The expression looks super simple, like there should be no issue vectorizing it. Julia does so beautifully. Updating an 8x8 matrix in place:
# Julia benchmark; using YMM vectors
#benchmark mul!($c8, $a8, $b8)
BenchmarkTools.Trial:
memory estimate: 0 bytes
allocs estimate: 0
--------------
minimum time: 57.059 ns (0.00% GC)
median time: 58.901 ns (0.00% GC)
mean time: 59.522 ns (0.00% GC)
maximum time: 83.196 ns (0.00% GC)
--------------
samples: 10000
evals/sample: 984
This works well.
Compiling the Fortran code with:
gfortran-trunk -march=native -Ofast -mprefer-vector-width=256 -shared -fPIC mul8module1.F08 -o libmul8mod1v15.so
Benchmark results:
# gfortran, using XMM vectors; code was unrolled 8x8 matrix multiplication
#benchmark mul8v15!($c8, $a8, $b8)
BenchmarkTools.Trial:
memory estimate: 0 bytes
allocs estimate: 0
--------------
minimum time: 122.175 ns (0.00% GC)
median time: 128.373 ns (0.00% GC)
mean time: 128.643 ns (0.00% GC)
maximum time: 194.090 ns (0.00% GC)
--------------
samples: 10000
evals/sample: 905
Takes about twice as long. Looking at the assembly with -S reveals it ignored my -mprefer-vector-width=256, and used xmm registers instead.
This is also more or less what I get in Julia when I use pointers instead of arrays or mutable structs (when given pointers Julia assumes aliasing and compiles a slower version).
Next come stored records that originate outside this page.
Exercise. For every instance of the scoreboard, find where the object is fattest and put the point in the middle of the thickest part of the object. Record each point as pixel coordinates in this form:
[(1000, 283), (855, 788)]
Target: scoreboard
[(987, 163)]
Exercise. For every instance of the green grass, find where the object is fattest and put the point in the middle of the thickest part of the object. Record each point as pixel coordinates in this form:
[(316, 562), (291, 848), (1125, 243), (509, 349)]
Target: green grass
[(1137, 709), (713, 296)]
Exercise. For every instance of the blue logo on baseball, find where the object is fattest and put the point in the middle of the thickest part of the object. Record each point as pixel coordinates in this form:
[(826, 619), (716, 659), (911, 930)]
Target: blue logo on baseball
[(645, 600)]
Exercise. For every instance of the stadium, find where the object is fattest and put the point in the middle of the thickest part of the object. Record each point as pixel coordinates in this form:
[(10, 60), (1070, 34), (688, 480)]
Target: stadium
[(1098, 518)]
I tried a variety of variations on generating Fortran code (eg, sum(va * vb) statements, were va and vb are 4-length vectors), but the simplest was just calling the intrinsic function matmul.
Compiling matmul (for known 8x8 size) without -mprefer-vector-width=256,
# gfortran using XMM vectors generated from intrinsic matmul function
#benchmark mul8v2v2!($c8, $a8, $b8)
BenchmarkTools.Trial:
memory estimate: 0 bytes
allocs estimate: 0
--------------
minimum time: 92.983 ns (0.00% GC)
median time: 96.366 ns (0.00% GC)
mean time: 97.651 ns (0.00% GC)
maximum time: 166.845 ns (0.00% GC)
--------------
samples: 10000
evals/sample: 954
and compiling WITH it:
# gfortran using YMM vectors with intrinsic matmul
#benchmark mul8v2v1!($c8, $a8, $b8)
BenchmarkTools.Trial:
memory estimate: 0 bytes
allocs estimate: 0
--------------
minimum time: 163.667 ns (0.00% GC)
median time: 166.544 ns (0.00% GC)
mean time: 168.320 ns (0.00% GC)
maximum time: 277.291 ns (0.00% GC)
--------------
samples: 10000
evals/sample: 780
The avx-free matmul looks really fast for only using xmm registers, but when coerced into ymm -- dreadful.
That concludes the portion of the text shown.